In an e-mail exchange the author asked Ms. Appel, “Did you have paper charts for Christmas Island, Kiribati and the Northern Cooks? Did you have a paper chart for Wake Island?” All those were islands that Ms. Appel has said the SV Sea Nymph passed by on their 5 month journey ending in a US Navy rescue. Ms. Appel replied, “I had overall charts for those locations but none that were island specific.”
Photo credit: Public domain US Navy photo by by Petty Officer 3rd Class Jonathan R Clay. Jennifer Appel with her dog on the USS Ashland in Okinawa, Japan.
“What I have learned about GPS’s is that sometimes they do not match exactly what the paper chart says. You can have things in the Garmin that are five miles away from where they actually are in reality. So my experience has been to always use paper charts as the law, and use the GPS as a secondary backup,” Ms. Appel said.
Slow Boat Sailing asked, “So the Garmin chart plotter with the screen did it have charts loaded on it or no?”
“Yeah,” replied Ms. Appel.
“It did. It did have charts. Did you get the charts for French Polynesia before you left?” asked Slow Boat Sailing.
“I think actually it had the entire Pacific Ocean to the California coast over to about the end of the Hawaiian Islands on it.”
Garmin chart plotters only have charts for the areas purchased by the owner. For example, the chart card named “VUS021R BlueChart g2 Vision West Coast Hawaii California-Mexico SD Card” does not cover French Polynesia, the Cooks, Kiribati, or Wake Island.

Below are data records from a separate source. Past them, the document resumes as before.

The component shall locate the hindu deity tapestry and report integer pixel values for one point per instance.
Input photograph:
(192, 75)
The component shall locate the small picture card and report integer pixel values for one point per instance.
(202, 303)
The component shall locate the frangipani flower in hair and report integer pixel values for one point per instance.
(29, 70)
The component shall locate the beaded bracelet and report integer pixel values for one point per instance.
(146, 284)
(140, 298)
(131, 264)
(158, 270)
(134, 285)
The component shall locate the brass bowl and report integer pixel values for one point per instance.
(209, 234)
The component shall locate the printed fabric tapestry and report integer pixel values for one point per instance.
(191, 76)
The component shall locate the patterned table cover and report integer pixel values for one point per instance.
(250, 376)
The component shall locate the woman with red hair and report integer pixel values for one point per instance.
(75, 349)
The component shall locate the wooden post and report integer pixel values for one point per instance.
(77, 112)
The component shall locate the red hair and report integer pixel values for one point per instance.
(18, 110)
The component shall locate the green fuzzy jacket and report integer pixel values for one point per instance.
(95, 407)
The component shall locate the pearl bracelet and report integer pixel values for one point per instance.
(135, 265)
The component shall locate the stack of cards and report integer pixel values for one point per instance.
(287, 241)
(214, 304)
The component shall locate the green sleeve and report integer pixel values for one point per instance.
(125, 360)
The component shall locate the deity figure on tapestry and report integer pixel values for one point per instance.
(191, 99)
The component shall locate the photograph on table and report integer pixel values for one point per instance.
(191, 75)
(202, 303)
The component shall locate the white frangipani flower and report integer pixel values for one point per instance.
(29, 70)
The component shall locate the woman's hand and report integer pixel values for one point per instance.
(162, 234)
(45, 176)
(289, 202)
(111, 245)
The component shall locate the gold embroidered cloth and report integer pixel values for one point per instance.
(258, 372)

“So, like I said, the handheld [Garmin GPS] never quit. It always had a battery backup it was wonderful. The big one [Garmin GPS chart plotter] would quit because I have no idea why and we would just reset it and just turn it back on, but 100 percent of the time we use paper charts.”
Many times the electronic charts are identical to paper charts. It just depends on if the electronic chart used and the paper charts on board the vessel. For example, the USA and the UK have different paper charts that may be used for electronic charts. Navionics uses chart plotter soundings to update some of their electronic charts. Many paper charts were drawn prior to GPS positioning and are over a century old. Thus, large chart errors are possible whether they are paper or electronic.

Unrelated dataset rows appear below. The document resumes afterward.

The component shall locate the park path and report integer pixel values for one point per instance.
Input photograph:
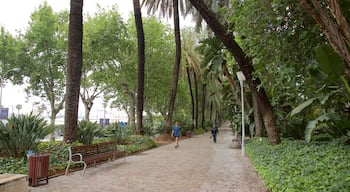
(198, 165)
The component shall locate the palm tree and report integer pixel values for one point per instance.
(141, 65)
(74, 68)
(334, 25)
(193, 61)
(246, 65)
(164, 6)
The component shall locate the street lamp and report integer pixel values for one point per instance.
(2, 76)
(241, 78)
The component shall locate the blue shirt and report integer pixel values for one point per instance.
(176, 130)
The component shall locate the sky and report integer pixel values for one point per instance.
(15, 15)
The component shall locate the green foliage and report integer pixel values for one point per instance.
(87, 131)
(139, 143)
(117, 132)
(297, 166)
(330, 62)
(45, 44)
(21, 133)
(199, 131)
(13, 165)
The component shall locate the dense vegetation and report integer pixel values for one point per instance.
(305, 80)
(299, 166)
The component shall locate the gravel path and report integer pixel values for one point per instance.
(198, 165)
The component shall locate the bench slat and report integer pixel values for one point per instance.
(93, 153)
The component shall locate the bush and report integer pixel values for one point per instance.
(21, 133)
(298, 166)
(117, 132)
(139, 143)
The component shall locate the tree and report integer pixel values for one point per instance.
(141, 65)
(19, 107)
(193, 61)
(45, 43)
(246, 67)
(74, 68)
(164, 6)
(105, 41)
(333, 23)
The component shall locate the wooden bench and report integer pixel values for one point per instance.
(93, 153)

Ms. Appel told Slow Boat Sailing that she did not have any electronic charts on the hand-held Garmin GPSMAP 76cx that she had on board.
She also told Slow Boat Sailing that she had never looked on her past bread crumb trail on the GPSMAP 76cx. She asserted on a Today Show interview with Matt Lauer that the handheld GPS would prove that they were not near Tahiti on June 15. The USCG said it made radio contact with the Sea Nymph. Ms. Appel told Slow Boat Sailing that the memory storage on the unit was unlikely to keep records that far back.

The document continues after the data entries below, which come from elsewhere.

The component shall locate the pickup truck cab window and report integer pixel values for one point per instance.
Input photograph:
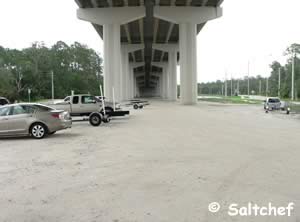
(75, 100)
(88, 99)
(4, 111)
(67, 99)
(17, 110)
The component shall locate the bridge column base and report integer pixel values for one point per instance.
(112, 61)
(188, 63)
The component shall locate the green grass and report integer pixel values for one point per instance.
(295, 108)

This bonus episode 42 of the Slow Boat Sailing Podcast is part of an interview exclusive to Slow Boat Sailing. To our knowledge, this is the first time Jennifer Appel has been interviewed by a sailboat owner since being rescued by the US Navy.
This interview highlight’s Ms. Appel’s lack of familiarity with much of the electrical navigation and communication gear on her boat. For example, Ms. Appel talks about the gear on board and often uses marine brand names to refer to pieces of electronics, assuming they manufacturer only makes one type of gear. Appel mentions that “ICOM” was an SSB. ICOM is an electronics manufacturer that makes both VHF and AIS transeivers in addition to SSB units. A similar exchange happens when Appel refers to “Furono,” which was the Sea Nymph‘s radar. Furuno makes GPS, fish finders, and chart plotters in addition to radar domes.
Ms. Appel has repeatedly said that she paid someone to install much of the new electronic gear. In this interview, she says, “I wholeheartedly espouse what Don Casey says in This Old Boat. You need to do your own work and don’t trust other people to do it for you. Because once they do something if you have no idea what they have done, then, by the time you realize there is a problem, you are so far behind the eight ball trying to fix it. You might not even have the parts.”
Ms. Appel said, “The two things that I was not good at or had not had a large amount of expertise in were the rigging and the communications.”